With a nod, Gibbons opened the door.

Nash Jones rose immediately, all but launching out of the chair where he sat watching his brother slowly fold clothes into a small suitcase.

“Lieutenant, I—”

Gibbons shook his head. “Monty, you have some company.”

“I’m going on a trip.”

He looked like a child in a man’s body. His face, soft, going doughy, sat pale under a messy crop of sandy hair. His eyes had a dull, disengaged look to them.

“I’m packing. I can do it myself.”

“I need to ask you some questions.”

“Dr. Gibbons asks the questions.”

“So do I.”

“Are you a doctor?”

“No, I’m the police.”

“Uh-oh, somebody’s in trouble!” He grinned at his brother as if they shared a joke.

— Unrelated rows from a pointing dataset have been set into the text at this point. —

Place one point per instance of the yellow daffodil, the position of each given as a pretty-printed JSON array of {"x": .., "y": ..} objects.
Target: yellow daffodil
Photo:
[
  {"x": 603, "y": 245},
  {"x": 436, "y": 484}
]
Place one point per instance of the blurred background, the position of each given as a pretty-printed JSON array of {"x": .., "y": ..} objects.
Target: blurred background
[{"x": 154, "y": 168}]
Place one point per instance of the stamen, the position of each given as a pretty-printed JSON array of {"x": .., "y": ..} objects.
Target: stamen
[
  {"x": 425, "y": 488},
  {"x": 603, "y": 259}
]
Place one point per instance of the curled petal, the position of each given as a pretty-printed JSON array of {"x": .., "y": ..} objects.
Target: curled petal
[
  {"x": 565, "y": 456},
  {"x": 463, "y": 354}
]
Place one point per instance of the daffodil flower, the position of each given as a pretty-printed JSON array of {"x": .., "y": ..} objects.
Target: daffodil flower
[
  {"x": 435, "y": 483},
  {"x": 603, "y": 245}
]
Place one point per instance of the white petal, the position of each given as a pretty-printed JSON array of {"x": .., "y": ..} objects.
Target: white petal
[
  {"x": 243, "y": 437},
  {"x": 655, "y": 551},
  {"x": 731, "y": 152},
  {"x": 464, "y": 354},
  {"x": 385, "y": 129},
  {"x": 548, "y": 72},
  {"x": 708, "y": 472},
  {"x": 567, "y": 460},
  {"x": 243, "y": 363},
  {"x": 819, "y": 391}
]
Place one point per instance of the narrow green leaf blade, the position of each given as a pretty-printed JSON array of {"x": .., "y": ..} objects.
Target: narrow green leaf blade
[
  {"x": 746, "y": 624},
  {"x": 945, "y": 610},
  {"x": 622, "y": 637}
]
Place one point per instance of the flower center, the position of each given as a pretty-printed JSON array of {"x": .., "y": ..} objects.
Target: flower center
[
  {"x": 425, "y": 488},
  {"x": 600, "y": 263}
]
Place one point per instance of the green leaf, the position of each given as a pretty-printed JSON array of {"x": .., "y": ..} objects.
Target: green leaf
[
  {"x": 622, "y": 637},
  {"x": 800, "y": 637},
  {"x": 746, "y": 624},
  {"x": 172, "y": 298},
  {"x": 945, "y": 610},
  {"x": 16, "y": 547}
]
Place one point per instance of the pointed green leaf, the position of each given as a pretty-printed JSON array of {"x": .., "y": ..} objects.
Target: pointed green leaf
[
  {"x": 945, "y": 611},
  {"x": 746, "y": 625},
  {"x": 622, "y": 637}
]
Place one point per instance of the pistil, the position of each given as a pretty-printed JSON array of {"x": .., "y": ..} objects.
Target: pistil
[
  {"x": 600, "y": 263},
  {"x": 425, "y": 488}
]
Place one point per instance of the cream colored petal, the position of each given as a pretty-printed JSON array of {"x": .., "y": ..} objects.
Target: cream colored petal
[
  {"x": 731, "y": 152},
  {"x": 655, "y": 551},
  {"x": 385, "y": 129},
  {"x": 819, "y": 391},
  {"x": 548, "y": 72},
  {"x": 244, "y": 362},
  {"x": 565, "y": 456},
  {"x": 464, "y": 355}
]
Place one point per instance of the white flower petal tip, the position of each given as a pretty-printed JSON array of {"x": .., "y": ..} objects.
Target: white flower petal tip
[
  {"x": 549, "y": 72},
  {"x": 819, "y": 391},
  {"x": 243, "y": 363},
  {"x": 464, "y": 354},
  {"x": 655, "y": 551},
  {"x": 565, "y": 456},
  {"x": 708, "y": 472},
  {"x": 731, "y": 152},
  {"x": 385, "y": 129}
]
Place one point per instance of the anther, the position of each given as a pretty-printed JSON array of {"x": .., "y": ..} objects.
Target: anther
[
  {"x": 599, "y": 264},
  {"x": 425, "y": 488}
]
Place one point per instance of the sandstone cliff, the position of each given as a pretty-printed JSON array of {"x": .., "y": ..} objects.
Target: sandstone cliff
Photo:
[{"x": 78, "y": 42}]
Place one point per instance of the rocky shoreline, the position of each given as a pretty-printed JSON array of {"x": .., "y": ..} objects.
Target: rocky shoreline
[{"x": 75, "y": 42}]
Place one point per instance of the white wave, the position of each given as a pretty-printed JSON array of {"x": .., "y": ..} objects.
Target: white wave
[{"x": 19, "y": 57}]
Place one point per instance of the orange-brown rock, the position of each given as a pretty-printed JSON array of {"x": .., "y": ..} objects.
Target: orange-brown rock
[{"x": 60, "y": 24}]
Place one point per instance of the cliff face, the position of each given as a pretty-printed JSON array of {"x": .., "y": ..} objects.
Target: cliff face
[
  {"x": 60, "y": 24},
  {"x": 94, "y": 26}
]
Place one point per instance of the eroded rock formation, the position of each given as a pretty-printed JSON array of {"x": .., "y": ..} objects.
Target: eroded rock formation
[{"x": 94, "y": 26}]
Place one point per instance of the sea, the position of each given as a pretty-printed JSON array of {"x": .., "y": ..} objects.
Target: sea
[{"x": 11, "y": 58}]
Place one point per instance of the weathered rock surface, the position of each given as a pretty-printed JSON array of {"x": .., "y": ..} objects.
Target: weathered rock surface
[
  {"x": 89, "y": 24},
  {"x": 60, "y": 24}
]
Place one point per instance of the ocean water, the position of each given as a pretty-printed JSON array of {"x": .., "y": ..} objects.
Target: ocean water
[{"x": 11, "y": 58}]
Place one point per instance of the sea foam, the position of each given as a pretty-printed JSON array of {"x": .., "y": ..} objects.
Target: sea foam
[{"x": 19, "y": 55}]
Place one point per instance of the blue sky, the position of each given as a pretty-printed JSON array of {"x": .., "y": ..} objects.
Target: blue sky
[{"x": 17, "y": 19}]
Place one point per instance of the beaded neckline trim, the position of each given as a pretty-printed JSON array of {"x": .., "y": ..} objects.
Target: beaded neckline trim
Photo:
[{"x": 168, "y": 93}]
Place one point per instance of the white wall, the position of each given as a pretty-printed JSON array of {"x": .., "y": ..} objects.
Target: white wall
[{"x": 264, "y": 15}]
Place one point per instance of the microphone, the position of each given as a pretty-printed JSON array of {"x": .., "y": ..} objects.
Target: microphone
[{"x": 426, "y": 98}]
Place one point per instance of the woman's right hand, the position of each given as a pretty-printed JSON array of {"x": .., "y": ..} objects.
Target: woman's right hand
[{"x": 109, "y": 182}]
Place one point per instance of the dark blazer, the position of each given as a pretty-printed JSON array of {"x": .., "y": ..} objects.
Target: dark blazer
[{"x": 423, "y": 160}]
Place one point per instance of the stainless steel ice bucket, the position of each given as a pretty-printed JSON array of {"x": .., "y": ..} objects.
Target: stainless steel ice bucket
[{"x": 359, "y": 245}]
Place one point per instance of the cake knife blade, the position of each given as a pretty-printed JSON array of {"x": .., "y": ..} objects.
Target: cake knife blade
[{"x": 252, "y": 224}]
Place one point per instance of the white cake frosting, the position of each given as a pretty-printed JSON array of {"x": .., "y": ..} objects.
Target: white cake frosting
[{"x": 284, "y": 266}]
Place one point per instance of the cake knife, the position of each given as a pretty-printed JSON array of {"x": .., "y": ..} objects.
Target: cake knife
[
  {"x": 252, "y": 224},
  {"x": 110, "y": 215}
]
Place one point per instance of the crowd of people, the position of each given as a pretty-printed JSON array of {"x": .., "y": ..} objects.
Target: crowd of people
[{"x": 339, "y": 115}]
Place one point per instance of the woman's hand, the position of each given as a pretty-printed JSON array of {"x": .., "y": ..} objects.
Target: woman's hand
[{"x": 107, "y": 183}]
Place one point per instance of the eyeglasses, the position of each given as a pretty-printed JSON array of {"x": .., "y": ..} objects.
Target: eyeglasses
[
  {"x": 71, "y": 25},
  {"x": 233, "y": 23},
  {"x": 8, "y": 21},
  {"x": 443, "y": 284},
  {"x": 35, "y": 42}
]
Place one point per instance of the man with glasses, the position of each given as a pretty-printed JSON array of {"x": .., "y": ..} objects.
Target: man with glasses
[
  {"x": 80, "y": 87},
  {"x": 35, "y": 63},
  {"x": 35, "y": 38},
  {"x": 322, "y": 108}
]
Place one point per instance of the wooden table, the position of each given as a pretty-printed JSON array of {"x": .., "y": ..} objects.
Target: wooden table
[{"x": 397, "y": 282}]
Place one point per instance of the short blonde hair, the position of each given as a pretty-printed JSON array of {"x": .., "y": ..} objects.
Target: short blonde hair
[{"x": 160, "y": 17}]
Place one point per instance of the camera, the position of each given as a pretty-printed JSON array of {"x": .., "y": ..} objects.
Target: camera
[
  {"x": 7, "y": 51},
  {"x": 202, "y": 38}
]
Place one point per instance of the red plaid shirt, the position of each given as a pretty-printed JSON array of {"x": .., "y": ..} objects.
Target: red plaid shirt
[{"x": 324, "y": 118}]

“I’m going to read you your rights. Do you understand about rights?”

“It’s all right if I have dessert first sometimes, as long as I eat the rest.”

Oh boy,
Eve thought, but read off the Revised Miranda. “Do you understand any of that?”

“I don’t have to talk to you unless I want to.”

“That’s right. And you can have a lawyer here.”

“I have Monty and Dr. Gibbons. They’re smart.” Carefully, he folded a navy blue sweater into the suitcase. “I can be smart if I think about it.”

“Okay. I want to talk to you about when you lived in New York. About The Sanctuary.”

“I can’t go there anymore. It’s not home anymore. This is home.”

“But when it was home, you knew Shelby. You remember Shelby.”

“She’s bad. She said she was my friend, but she was mean to me. She’s bad,” Monty said under his breath. “I want to pack for my trip.”

“You can talk to Lieutenant Dallas while you pack,” Gibbons said gently.

“Dallas is a city in Texas. Everybody knows that. I’m a city, too.”

“How was Shelby mean to you?”

“How come I have to tell you? Nash made me tell him. He said I
had
to tell him because he’s my brother. You’re not my brother.”

“You should tell her what you told me.” His voice thick with tears, Nash laid a hand on his brother’s shoulder.

“You got mad. I don’t like it when you get mad.”

“I got mad in New York, a long time ago. I was upset, and I shouldn’t have talked to you that way. But I didn’t get mad today, when you talked to me, when you told me about Shelby, and—and the others.”